SpaceX will continue the deployment of its Starlink constellation with the launch of another sixty satellites aboard a Falcon 9 rocket on Sunday. Liftoff from Florida’s Kennedy Space Centre is expected at 08:27 Eastern Time (12:27 UTC).
Sunday’s launch is the thirteenth Falcon 9 mission to deploy operational Starlink satellites, designated Starlink v1.0 L13. This continues the first phase of Starlink deployment, which is aimed at setting up an initial operating capability and allowing SpaceX to begin rolling out its service. To do this, SpaceX expects to require at least 1,440 satellites in the first tranche alone. Since beginning operational launches, 713 Starlink spacecraft have been placed in orbit – with Sunday’s mission expected to add another sixty – although some of the spacecraft launched on earlier missions have already re-entered the atmosphere.

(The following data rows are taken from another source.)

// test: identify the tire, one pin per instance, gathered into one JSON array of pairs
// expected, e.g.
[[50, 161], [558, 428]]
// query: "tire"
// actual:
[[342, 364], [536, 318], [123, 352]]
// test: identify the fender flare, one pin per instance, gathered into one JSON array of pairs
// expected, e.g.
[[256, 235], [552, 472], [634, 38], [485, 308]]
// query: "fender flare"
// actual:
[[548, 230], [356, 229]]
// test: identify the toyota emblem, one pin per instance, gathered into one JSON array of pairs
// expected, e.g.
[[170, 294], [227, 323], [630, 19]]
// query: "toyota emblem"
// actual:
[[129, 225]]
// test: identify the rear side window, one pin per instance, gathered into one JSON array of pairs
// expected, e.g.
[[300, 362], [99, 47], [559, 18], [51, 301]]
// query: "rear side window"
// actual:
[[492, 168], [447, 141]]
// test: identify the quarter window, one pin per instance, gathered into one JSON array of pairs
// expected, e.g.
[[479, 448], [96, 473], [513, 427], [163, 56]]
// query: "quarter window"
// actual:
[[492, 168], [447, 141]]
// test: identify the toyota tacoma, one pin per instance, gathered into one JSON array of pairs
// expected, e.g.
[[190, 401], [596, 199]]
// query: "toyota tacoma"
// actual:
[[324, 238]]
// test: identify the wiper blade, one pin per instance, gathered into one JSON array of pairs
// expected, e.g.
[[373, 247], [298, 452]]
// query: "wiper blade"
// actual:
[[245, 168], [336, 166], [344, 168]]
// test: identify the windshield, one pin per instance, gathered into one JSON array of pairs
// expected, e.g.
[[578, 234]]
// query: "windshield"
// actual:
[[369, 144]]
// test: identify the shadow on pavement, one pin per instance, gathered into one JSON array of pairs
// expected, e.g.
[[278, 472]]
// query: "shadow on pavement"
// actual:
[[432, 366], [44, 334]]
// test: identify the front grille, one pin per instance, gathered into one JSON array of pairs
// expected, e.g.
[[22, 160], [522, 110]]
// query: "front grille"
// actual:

Starlink is a network of satellites which SpaceX intend to use to offer a worldwide commercial satellite internet service, with a particular focus on areas where traditional broadband services provide poor coverage. Unlike previous satellite broadband services, Starlink was designed to employ vast numbers of satellites in low orbits, reducing the round-trip time for signals and therefore the latency of connection compared to spacecraft in geostationary orbit. Beyond the initial 1,440-satellite-strong constellation, SpaceX has plans to launch up to 30,000 more spacecraft, replacing existing ones as they fail and adding new capacity as the system is rolled out worldwide. The company’s factory can produce 120 new satellites every month.